In a press conference with Senate President Almando "Rocky" Liburd, Cole said that Rep. William Thomas, R-Calif., made the pledge in a meeting last week in Washington, D.C., with the two V.I. senators, one of several discussions they held with U.S. lawmakers and executive branch officials.
Other issues raised in their meetings, they said, were the newly designated national monument areas in the territory, debt relief on Federal Emergency Management Agency loans and threats posed to the rum industry by other producing nations such as the Philippines.

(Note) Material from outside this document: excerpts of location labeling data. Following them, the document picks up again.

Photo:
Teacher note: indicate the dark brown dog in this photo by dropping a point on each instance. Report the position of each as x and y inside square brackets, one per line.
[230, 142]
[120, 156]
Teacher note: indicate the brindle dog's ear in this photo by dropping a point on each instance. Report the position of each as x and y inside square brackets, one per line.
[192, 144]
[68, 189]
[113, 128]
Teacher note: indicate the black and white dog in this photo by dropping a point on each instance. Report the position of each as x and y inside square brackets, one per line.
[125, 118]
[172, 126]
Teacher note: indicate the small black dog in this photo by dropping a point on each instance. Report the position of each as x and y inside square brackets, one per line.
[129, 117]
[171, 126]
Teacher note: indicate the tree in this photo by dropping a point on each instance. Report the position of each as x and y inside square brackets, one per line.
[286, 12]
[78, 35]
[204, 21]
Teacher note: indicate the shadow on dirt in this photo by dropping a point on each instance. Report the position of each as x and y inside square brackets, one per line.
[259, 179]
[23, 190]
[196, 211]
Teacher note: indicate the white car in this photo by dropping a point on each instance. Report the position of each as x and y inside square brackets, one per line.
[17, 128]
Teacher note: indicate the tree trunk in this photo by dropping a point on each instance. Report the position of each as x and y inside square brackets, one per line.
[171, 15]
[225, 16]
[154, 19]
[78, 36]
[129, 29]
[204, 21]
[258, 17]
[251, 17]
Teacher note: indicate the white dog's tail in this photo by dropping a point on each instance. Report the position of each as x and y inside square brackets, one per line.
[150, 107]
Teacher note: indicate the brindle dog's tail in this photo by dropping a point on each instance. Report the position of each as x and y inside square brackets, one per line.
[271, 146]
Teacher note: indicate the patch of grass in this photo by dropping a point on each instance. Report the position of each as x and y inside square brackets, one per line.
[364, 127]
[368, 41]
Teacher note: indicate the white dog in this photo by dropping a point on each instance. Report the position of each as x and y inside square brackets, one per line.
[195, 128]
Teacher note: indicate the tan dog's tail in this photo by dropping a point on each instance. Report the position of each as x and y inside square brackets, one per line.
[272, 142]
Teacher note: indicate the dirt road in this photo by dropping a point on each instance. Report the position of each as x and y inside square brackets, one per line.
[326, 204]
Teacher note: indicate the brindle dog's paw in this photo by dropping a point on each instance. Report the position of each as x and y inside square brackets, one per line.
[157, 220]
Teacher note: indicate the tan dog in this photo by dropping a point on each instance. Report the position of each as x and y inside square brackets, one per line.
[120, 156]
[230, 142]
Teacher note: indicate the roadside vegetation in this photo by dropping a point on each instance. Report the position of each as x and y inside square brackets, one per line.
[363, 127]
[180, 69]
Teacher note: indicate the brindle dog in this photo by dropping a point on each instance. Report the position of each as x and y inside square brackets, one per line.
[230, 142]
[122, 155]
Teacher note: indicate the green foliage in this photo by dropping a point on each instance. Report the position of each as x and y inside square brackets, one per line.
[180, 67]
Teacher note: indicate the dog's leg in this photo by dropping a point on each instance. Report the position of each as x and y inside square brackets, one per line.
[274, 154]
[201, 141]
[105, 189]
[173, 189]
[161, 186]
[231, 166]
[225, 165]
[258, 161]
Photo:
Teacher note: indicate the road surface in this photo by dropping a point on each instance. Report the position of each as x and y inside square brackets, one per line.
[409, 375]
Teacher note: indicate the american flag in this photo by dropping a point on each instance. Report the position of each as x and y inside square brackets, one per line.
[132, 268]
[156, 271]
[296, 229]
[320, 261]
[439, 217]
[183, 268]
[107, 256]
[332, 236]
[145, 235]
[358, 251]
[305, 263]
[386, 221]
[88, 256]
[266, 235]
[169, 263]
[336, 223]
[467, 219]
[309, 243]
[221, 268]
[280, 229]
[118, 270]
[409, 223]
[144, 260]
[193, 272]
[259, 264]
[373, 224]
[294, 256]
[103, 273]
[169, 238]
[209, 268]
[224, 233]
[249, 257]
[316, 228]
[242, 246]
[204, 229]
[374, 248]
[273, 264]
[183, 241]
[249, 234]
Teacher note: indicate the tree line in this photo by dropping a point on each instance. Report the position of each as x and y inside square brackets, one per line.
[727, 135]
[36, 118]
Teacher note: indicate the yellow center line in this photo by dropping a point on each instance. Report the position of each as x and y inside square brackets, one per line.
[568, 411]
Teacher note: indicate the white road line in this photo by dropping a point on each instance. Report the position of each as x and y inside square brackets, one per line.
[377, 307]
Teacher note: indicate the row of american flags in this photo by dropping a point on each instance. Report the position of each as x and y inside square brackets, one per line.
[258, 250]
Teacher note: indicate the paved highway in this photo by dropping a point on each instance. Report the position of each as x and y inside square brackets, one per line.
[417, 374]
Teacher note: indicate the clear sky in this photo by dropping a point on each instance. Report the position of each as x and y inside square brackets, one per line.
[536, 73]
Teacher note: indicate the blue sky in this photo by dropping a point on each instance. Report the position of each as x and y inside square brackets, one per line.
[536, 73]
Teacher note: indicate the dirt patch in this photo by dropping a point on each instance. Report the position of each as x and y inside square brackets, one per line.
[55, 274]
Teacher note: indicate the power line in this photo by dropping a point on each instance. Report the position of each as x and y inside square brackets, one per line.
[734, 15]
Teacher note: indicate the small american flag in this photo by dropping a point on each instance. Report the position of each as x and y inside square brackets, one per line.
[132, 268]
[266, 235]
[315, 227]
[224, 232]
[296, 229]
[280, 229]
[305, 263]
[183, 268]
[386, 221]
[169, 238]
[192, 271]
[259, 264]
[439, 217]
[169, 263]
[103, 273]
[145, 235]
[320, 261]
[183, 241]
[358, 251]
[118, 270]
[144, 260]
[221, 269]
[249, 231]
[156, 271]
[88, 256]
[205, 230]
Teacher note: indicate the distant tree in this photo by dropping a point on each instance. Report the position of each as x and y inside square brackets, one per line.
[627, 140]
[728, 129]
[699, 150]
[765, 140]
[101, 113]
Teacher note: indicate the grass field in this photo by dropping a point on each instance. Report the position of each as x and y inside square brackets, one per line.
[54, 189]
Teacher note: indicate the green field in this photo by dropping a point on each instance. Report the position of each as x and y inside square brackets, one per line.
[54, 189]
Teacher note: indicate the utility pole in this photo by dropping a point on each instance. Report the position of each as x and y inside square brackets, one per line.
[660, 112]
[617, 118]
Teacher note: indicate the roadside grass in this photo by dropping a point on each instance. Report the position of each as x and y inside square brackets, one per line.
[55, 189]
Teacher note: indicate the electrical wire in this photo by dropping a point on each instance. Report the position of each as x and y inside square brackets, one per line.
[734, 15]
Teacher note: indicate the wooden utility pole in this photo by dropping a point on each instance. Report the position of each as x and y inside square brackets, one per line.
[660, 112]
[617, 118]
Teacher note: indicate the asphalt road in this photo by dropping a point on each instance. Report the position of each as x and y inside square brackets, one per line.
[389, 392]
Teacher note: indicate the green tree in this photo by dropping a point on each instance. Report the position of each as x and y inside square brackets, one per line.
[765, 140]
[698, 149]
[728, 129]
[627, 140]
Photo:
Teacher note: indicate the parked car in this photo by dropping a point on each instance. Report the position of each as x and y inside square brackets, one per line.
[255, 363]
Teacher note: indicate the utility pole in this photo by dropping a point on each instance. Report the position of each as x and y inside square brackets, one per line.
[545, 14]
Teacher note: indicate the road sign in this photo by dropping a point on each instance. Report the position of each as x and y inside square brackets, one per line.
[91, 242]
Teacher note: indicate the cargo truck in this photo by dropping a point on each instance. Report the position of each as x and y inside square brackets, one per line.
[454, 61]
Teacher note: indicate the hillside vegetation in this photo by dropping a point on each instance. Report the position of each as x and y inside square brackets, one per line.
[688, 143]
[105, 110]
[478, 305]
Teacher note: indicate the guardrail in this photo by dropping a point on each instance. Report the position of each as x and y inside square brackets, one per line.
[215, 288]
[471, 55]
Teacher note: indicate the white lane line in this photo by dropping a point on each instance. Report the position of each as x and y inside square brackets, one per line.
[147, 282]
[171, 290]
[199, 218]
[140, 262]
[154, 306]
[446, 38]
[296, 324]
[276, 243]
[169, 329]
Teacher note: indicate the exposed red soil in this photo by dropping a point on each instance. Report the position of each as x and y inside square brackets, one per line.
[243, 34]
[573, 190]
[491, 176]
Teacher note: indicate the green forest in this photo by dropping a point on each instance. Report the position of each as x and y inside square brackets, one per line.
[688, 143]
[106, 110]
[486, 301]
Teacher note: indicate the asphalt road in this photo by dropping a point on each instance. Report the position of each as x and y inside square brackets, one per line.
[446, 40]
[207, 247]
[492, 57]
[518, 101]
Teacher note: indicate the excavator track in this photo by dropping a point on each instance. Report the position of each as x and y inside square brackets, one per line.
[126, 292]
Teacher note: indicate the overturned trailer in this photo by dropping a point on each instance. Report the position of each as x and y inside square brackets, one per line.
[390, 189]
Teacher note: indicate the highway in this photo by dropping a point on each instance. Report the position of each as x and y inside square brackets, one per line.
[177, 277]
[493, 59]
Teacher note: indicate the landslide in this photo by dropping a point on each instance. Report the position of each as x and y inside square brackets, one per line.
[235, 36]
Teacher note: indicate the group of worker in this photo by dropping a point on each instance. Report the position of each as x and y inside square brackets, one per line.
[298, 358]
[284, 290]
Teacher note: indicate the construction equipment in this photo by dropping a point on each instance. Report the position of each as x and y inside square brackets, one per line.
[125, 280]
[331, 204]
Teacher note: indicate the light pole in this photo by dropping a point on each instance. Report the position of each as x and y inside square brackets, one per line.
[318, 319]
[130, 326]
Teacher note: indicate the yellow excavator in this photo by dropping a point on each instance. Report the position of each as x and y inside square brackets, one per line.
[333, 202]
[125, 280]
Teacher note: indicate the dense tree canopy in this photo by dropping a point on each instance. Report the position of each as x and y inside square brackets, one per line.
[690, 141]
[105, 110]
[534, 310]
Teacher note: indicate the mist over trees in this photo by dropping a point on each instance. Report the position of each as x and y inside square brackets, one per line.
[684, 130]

"This is a tax issue in Ways and Means," Cole said of the gas excise tax. "We planted a seed on this issue" and will pursue it further on a return trip to the nation's capital in six weeks, he said. That will be the third visit to Washington in about four months for majority bloc senators.
Neither Rep. Thomas nor his press secretary were available for comment at midday Tuesday.
Cole said Tuesday that the excise taxes on gasoline produced at Hovensa's St. Croix refinery total some $400 million annually; the Source has reported that more than $680 million in total sales taxes were collected on Virgin Islands-produced gasoline in 1998. A 10 percent return to the V.I. on the higher figure translates into $68 million. A 20 percent return would bring in $136 million.
The administration of Gov. Charles W. Turnbull has said it supports the senators' lobbying efforts on the tax, as has Delegate to Congress Donna Christian Christensen.
Liburd and Cole proudly displayed a number of photographs of themselves with Thomas and other congressmen, including U.S. Senate Minority Leader Tom Daschle, D-S.D., Rep. James Hansen, R-Utah, and Sen. John Breaux, D-La.
Cole also said the U.S. Solicitor General's Office was asked to look into the legality of former President Bill Clinton's designation of 1 percent of undersea lands in the territory as national monuments. Liburd added that they would seek input on drafting regulations on the monuments that would, for example, allow fishing, which is now barred in the almost all the monument zones off St. John and St. Croix; bait fishing in Hurricane Hole and hard-nose fishing on the south shore of St. John are both currently allowed by permit.
The national monuments were designated to protect endangered coral reefs and fisheries. Despite their small area, the monuments are big enough to help revive dwindling fish populations, according to marine scientists and V.I. National Park Superintendent John King.